Pictured is the 60-meter antenna of the Usuda Deep Space Center, a facility of the Japan Aerospace Exploration Agency
In 2007, scientists captured an image of the rapidly rotating hot star, described as “like a spinning ball of pizza dough.”
“Since the 1990s, a large number of exoplanets have been discovered,” Narusawa told The Asahi Shimbun.
“Altair may have a planet whose environment supports life.”
Located 16.7 light-years away in the constellation Aquila, Altaïr is one of the brightest stars in the night sky.
There are no known planets orbiting it, although it’s not clear whether Morimoto and Hirabayashi knew this when they broadcast their message from Stanford University.
That’s not to say that Altair has no planets for sure, though, and the researchers are hoping for an answer to their message that will be indicative of some form of world.
According to a 2008 report by GizmodoThe duo came up with the idea ‘when they were drunk’ and expected an answer as early as 2015, but it never came.
Hirabayashi was hopeful that the message would be received by aliens in the Altair star system in 1999 before sending a response back to Earth.
“I believe in aliens, but they are very hard to find,” he told Gizmodo at the time.
Alien life has never been discovered, but that doesn’t mean it doesn’t exist (file photo)
Although it may seem like a joke from the astronomers, experts generally agree that life exists beyond Earth.
Citing some opponents the lack of evidence for extraterrestrial civilizations and several high estimates of their probability – commonly known as the Fermi paradox.

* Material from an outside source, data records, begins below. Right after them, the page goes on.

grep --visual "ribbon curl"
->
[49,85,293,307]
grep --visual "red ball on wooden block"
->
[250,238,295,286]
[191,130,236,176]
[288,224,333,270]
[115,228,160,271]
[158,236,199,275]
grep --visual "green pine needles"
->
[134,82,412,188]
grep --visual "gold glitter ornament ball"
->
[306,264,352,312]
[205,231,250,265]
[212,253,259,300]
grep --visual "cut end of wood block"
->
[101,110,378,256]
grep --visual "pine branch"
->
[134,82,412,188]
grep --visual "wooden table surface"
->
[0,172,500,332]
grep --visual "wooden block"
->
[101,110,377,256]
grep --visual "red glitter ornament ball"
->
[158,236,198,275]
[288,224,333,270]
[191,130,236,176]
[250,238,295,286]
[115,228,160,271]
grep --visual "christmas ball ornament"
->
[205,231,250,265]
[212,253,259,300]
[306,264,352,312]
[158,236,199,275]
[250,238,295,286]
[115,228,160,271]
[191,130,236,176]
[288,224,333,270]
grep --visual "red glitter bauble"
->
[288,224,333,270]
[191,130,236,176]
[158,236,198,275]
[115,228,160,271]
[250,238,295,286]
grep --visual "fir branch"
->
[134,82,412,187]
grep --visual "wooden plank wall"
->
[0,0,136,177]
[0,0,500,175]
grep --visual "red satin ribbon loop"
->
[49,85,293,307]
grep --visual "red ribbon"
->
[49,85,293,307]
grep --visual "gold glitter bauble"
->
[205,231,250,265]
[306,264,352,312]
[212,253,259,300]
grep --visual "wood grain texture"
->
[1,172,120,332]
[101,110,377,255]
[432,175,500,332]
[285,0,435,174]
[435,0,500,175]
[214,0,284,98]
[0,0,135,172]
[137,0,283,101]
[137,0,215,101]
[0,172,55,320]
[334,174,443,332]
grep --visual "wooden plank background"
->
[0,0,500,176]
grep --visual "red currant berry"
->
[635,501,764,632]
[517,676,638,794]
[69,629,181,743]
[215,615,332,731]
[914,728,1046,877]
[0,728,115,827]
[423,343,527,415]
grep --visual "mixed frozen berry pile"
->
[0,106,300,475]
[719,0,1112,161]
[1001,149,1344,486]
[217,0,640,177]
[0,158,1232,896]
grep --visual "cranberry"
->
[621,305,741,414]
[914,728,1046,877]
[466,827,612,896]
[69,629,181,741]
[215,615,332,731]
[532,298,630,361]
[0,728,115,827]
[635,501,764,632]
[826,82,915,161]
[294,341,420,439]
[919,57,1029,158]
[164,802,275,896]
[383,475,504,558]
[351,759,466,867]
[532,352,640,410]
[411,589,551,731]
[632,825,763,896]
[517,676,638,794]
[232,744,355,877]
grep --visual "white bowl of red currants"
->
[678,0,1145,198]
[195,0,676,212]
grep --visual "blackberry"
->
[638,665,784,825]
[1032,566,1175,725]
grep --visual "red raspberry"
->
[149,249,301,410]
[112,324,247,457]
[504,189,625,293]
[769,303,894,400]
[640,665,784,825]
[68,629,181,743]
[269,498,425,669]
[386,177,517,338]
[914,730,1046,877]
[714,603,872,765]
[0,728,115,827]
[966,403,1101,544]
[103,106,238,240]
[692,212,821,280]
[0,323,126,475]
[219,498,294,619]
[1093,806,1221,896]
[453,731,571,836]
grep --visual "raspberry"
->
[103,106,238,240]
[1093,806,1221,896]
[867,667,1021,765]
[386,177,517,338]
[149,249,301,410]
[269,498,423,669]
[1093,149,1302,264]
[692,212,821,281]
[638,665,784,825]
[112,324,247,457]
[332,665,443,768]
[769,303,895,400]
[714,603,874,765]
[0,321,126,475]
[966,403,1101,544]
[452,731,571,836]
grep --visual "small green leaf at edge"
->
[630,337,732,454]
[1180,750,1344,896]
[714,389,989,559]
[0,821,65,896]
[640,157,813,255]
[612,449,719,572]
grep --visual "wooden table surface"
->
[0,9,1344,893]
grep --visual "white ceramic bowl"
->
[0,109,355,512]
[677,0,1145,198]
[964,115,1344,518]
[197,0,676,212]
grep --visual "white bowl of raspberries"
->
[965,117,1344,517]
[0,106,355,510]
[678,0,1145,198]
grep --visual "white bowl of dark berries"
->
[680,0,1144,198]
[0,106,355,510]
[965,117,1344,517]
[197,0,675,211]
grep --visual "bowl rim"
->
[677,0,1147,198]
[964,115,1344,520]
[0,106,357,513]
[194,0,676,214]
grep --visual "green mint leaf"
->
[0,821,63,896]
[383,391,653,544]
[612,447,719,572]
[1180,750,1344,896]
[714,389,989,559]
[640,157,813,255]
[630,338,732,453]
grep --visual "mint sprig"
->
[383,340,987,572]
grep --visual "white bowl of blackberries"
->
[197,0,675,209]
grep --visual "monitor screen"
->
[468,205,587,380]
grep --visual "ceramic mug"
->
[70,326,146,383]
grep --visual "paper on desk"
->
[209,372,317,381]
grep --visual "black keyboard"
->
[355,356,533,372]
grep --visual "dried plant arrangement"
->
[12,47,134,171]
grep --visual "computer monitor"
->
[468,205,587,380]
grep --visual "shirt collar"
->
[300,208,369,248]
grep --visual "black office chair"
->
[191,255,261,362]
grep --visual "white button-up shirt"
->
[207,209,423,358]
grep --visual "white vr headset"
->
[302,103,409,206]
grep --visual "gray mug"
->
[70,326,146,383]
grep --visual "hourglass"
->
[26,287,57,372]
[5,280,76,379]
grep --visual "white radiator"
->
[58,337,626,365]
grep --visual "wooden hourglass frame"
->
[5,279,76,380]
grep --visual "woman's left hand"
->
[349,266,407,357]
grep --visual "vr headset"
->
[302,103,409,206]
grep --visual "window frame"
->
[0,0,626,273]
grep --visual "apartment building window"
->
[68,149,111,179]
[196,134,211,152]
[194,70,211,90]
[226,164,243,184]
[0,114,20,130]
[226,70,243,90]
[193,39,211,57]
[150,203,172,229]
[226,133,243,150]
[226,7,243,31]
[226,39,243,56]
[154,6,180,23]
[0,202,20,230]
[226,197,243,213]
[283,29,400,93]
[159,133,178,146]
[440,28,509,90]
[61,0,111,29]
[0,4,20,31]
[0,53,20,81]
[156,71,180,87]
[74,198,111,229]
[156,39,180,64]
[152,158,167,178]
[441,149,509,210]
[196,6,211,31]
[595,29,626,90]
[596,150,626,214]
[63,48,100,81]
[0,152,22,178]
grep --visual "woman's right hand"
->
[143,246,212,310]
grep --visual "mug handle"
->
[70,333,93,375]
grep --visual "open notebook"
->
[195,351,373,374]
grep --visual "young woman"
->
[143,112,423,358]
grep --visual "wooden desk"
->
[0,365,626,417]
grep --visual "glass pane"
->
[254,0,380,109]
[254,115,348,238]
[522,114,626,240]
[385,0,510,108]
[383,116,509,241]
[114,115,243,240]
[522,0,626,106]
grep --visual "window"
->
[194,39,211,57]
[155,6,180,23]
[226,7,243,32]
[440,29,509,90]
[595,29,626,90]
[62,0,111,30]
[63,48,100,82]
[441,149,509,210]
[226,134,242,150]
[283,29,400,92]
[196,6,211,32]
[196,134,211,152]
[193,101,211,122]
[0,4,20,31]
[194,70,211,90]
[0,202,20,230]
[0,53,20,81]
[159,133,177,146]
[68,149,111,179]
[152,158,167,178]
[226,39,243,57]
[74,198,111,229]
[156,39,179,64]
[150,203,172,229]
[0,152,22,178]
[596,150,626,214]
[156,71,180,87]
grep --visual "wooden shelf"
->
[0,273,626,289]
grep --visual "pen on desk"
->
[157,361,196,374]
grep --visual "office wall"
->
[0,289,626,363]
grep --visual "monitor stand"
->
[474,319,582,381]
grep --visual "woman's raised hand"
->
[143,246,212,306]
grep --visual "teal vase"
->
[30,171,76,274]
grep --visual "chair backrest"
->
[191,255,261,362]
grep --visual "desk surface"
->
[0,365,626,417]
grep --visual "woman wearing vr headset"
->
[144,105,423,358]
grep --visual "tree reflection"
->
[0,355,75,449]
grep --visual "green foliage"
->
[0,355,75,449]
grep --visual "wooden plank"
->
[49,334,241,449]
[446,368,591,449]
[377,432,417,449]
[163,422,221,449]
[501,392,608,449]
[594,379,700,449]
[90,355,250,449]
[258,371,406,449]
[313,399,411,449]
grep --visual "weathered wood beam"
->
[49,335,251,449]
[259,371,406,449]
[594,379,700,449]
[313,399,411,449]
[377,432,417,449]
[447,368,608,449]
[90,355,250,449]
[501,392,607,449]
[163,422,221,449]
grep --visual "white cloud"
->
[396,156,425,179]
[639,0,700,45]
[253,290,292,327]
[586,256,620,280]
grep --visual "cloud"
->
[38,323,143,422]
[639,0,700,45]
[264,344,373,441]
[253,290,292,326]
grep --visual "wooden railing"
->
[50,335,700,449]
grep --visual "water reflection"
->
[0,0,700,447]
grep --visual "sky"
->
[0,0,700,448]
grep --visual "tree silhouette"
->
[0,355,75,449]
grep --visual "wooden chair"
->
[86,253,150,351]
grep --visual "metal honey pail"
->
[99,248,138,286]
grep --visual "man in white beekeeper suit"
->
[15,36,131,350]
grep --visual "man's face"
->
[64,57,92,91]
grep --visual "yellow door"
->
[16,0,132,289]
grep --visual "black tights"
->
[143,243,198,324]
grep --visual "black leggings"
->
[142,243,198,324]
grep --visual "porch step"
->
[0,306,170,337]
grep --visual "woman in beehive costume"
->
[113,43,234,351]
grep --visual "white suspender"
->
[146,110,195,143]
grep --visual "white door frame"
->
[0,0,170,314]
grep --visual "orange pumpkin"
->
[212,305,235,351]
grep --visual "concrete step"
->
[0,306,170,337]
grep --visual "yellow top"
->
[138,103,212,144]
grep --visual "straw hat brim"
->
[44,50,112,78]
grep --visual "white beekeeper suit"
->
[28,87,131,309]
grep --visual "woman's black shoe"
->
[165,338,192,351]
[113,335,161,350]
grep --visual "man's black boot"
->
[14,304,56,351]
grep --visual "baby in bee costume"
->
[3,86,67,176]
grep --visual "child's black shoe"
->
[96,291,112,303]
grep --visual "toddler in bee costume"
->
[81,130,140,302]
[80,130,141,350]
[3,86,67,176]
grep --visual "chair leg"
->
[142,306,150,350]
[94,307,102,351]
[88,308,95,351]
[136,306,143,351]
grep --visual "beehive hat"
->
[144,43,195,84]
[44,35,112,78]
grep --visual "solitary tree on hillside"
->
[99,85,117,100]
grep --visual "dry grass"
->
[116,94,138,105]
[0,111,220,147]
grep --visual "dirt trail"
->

In other words, if extraterrestrial life exists, why haven’t we found any evidence for it?
Dr. Gordon Gallup, a biopsychologist at the University of Albany, has one possible answer.
He thinks extraterrestrial life may be too afraid of ‘dangerous’ and ‘violent’ humans to want to come here.
In an article published last year, he wrote: ‘If intelligent life exists elsewhere, they may view humans as extremely dangerous.
“Perhaps this is why there is no proof or conclusive evidence of extraterrestrial intelligence – we are too much of a risk and they don’t want to be discovered.”
Another likely answer to the Fermi paradox is that aliens, like us, have not developed the technology sufficient to contact worlds billions of light years away.